While the plan to expand electric vehicle charging infrastructure has been mostly welcomed, the London Cycling Campaign has stressed that electric cars “can only be part of reducing transport emissions”.
Simon Munk, campaigns manager at London Cycling Campaign, said: “We need a rapid rollout of charging points for EVs. But we also need to be clear that EVs can only be part of reducing transport emissions. The Climate Change Committee has been clear we need to reduce driving and enable alternatives to using cars, electric or not, as a priority for emissions. And of course, electric cars won’t fix London’s crises of congestion, road danger, inactivity either, and won’t fix pollution issues completely. The big priority has to be enabling more walking & cycling and improving public transport.”

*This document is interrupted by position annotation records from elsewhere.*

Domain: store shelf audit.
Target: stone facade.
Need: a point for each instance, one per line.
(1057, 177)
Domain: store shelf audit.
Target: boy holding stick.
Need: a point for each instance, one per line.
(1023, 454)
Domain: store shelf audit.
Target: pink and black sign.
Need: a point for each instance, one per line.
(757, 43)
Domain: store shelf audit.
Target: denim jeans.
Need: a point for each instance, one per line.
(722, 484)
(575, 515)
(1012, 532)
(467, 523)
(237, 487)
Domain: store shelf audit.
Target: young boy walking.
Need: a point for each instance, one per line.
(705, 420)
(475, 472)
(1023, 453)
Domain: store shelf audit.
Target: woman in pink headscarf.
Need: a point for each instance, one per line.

The Government’s plan to ban the sale of new petrol and diesel cars from 2030, as well as regional clean air policies such as ULEZ and the ULEZ expansion, has seen demand for new electric vehicles increase by more than 30 per cent in the past year.
But a surge in demand and a global shortage of semiconductors has seen supply issues disrupt the electric vehicle market, with would-be buyers facing waiting lists of up to a year for a brand-new electric car.
Autotrader has estimated that sales of electric vehicles could overtake sales of petrol and diesel vehicles by as early as 2025, while the ban on new petrol and diesel cars could see them disappear from Britain’s roads almost entirely by the mid-2040s.